The Other Change of Hobbit
- Company type: Bookstore
- Industry: bookselling
- Genre: Science fiction Fantasy
- Founded: May 1977
- Founder: Dave Nee Debbie Notkin Tom Whitmore
- Headquarters: Berkeley, California
- Area served: San Francisco Bay Area Internet

= The Other Change of Hobbit =

Science fiction and fantasy bookstore

The Other Change of Hobbit (sometimes abbreviated TOCOH) is a science fiction and fantasy bookstore, formerly located in Berkeley, California and then El Cerrito; it no longer has a physical location. It was founded in 1977, the same weekend that Star Wars opened. It has been the site of numerous author appearances. The founding partners were science fiction fans Dave Nee, Debbie Notkin, and Tom Whitmore. The store is named after the Hobbits from J.R.R. Tolkien's The Hobbit and The Lord of the Rings.

==History==
Nee, Notkin, and Whitmore had formed The Portable Bookstore in 1974 to sell books to members of the science fiction fan organization named after the fictional Elves, Leprechauns, Gnomes, and Little Men's Chowder & Marching Society. As they sold books at Westercon in 1976, Sherry Gottlieb, founder of A Change of Hobbit (then in Westwood, later in Santa Monica, California), suggested that they open a store in Berkeley. Gottlieb's store was known in fandom for its events—such as hosting Harlan Ellison in its window, writing a story—and Gottlieb offered the store's name to her Berkeley colleagues, so long as it was a little different.

The store opened in a retail arcade off Telegraph Avenue in May 1977, the same weekend that Star Wars opened in theatres.
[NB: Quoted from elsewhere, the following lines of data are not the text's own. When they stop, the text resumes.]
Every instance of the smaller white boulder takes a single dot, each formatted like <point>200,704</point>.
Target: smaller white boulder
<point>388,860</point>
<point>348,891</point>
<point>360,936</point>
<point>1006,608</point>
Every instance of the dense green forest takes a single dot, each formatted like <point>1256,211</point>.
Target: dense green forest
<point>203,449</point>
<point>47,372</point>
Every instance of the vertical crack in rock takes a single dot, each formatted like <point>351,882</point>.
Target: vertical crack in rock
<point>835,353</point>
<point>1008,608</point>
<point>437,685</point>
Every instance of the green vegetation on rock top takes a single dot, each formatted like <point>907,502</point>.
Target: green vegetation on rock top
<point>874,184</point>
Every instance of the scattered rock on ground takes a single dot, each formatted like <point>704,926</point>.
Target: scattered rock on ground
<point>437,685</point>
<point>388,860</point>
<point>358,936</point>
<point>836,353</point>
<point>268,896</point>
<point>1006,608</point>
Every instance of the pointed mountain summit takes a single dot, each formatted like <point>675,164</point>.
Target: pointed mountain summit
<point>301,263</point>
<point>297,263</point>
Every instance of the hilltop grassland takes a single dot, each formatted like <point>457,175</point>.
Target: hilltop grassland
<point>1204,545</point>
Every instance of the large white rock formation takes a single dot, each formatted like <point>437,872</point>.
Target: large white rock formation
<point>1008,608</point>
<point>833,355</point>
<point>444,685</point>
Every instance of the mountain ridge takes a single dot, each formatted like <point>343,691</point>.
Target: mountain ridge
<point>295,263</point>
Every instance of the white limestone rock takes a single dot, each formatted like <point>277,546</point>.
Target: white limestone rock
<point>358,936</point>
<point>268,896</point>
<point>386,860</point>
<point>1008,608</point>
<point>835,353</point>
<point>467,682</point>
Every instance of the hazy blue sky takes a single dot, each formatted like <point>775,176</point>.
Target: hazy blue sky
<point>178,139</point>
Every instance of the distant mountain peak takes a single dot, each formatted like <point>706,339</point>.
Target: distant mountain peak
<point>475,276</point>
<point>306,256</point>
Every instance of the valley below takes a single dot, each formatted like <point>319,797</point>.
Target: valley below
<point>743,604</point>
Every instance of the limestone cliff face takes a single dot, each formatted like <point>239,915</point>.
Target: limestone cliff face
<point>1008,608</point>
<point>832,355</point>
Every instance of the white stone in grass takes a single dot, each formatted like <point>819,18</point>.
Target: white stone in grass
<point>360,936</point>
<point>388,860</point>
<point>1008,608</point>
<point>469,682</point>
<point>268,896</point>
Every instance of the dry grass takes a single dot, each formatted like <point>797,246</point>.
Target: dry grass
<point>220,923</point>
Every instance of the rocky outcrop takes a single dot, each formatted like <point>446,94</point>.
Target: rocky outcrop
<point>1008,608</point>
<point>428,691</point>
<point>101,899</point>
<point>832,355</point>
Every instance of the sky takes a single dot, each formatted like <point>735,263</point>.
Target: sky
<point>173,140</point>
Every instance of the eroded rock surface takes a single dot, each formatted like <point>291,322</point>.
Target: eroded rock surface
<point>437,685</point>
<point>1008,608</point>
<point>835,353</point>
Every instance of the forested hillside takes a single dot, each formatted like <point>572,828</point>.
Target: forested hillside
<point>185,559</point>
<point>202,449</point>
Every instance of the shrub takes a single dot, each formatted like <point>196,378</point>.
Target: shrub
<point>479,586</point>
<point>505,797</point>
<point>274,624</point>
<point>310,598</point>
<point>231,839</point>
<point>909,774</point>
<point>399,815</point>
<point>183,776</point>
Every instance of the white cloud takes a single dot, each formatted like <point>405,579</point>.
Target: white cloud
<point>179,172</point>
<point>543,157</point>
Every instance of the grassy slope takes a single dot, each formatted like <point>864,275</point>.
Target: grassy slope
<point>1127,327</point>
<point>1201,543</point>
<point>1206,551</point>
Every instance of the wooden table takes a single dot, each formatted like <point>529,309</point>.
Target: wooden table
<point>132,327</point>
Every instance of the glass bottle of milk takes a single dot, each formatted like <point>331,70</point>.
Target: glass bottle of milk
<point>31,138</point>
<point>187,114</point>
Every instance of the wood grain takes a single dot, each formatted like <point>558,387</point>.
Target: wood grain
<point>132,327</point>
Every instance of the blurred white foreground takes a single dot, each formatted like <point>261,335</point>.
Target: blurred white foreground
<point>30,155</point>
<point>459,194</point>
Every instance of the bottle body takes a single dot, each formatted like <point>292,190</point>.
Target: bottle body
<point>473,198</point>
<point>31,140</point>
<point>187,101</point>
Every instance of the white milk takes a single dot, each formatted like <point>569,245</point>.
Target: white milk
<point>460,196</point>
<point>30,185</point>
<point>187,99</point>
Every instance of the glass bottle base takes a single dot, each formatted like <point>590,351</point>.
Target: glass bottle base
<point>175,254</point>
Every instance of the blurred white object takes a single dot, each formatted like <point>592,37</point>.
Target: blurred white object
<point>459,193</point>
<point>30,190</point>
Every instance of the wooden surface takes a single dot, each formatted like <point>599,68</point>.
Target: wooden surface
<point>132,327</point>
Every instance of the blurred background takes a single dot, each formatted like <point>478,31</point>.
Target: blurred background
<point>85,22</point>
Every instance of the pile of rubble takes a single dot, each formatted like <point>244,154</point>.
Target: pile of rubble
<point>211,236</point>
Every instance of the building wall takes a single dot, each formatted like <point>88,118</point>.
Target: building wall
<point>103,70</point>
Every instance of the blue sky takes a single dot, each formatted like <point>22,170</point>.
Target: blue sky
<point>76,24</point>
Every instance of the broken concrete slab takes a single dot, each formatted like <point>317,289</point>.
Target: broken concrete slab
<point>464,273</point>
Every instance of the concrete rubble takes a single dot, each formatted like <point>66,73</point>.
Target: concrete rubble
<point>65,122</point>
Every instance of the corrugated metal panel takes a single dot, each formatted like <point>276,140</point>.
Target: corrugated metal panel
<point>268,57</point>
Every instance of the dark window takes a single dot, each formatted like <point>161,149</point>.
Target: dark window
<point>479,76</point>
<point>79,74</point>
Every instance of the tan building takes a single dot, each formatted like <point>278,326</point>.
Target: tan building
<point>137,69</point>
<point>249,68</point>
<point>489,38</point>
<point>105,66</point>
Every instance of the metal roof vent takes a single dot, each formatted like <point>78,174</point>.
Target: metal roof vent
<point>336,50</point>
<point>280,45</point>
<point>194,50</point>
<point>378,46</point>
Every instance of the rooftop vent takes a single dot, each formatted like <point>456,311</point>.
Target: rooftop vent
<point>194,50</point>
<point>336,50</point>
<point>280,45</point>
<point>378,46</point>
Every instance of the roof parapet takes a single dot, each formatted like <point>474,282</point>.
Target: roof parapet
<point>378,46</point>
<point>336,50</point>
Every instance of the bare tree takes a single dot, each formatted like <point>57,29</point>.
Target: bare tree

The store moved to Downtown Berkeley in 1993, at 2020 Shattuck near Addison. The Shattuck Avenue store, operated from April 1993 to April 2010, was in a three-story building built around 1905. The second floor, known to the staff as Shelob's lair, was the store office. The main street level was the bookstore and Nee's toy collection. Downstairs in the basement storage were thousands more books. The store window displayed Poul Anderson's typewriter and desk, donated by his wife, Karen Anderson, after Poul's death in 2001. For several years, the window also held Whitmore's Hugo Award for co-chairing Worldcon in 2001.

Notkin dropped out of the partnership in 1994, a year after the store moved to Shattuck Avenue, and Jan Murphy entered the partnership. Whitmore has since also left the partnership.

The store set up a website in January 1995, one of the earliest science fiction/fantasy websites in existence.

The store struggled financially during the economic downturns of the early third millennium, and Nee cited the closing of Alameda Air Station as an additional economic impact on local bookstores. Nee noted the general decline of bookstores in the Berkeley area over the decades: "In 1977, Berkeley had the heaviest density of booksellers in the world—except maybe London! In those days—within three miles of campus. We've watched it all disappear." In 2008, the Bay Area still supported three separate science fiction and fantasy bookstores.

In early 2010, The Other Change of Hobbit received an eviction notice, as the building at 2020 Shattuck had been sold, and the new owners hoped to put a restaurant in the space. In April 2010, the store relocated to a large, single-story building at 3264 Adeline Street. Fantasy writer Peter S. Beagle put together a series of benefit sales, of works related to his novel The Last Unicorn, the film version, and a work by Avram Davidson, to help with the finances of the move.

The store reported receiving an eviction notice in 2013, and relocated again, this time to a site on Kearney Street in El Cerrito, CA.

As of July 16, 2014, the store has vacated the Kearney Street address.

==Author appearances==

The store has hosted hundreds of author appearances. Authors who have read, signed books, and spoken at TOCOH include Neil Gaiman, Tanya Huff, Clive Barker, Terry Pratchett, Roger Zelazny, Anne McCaffrey, Harlan Ellison, C. J. Cherryh, Jane Fancher, Katherine Kurtz, Larry Niven, Jerry Pournelle, Joe Haldeman, Poul and Karen Anderson, Gordon Dickson, Octavia Butler, Thomas M. Disch, Michael Bishop, Greg Bear, Gregory Benford, David Brin, Joanna Russ, Marion Zimmer Bradley, Madeleine L'Engle, artists Leo and Diane Dillon, Vonda N. McIntyre, Jane Yolen, musician/author Greg Kihn, Cecelia Holland, Kim Stanley Robinson, Pat Murphy, Sean Stewart, Cory Doctorow, David Weber, Terri Windling, Laurell K. Hamilton, and John Varley. Author appearances in 2010–2011 included Seanan McGuire, Clare Bell, Anne Harris, Richard Kadrey, Chelsea Quinn Yarbro, Claude Lalumière, Cecelia Holland, and Brian and Wendy Froud.

The store has a large collection of author signatures from over the years of appearances.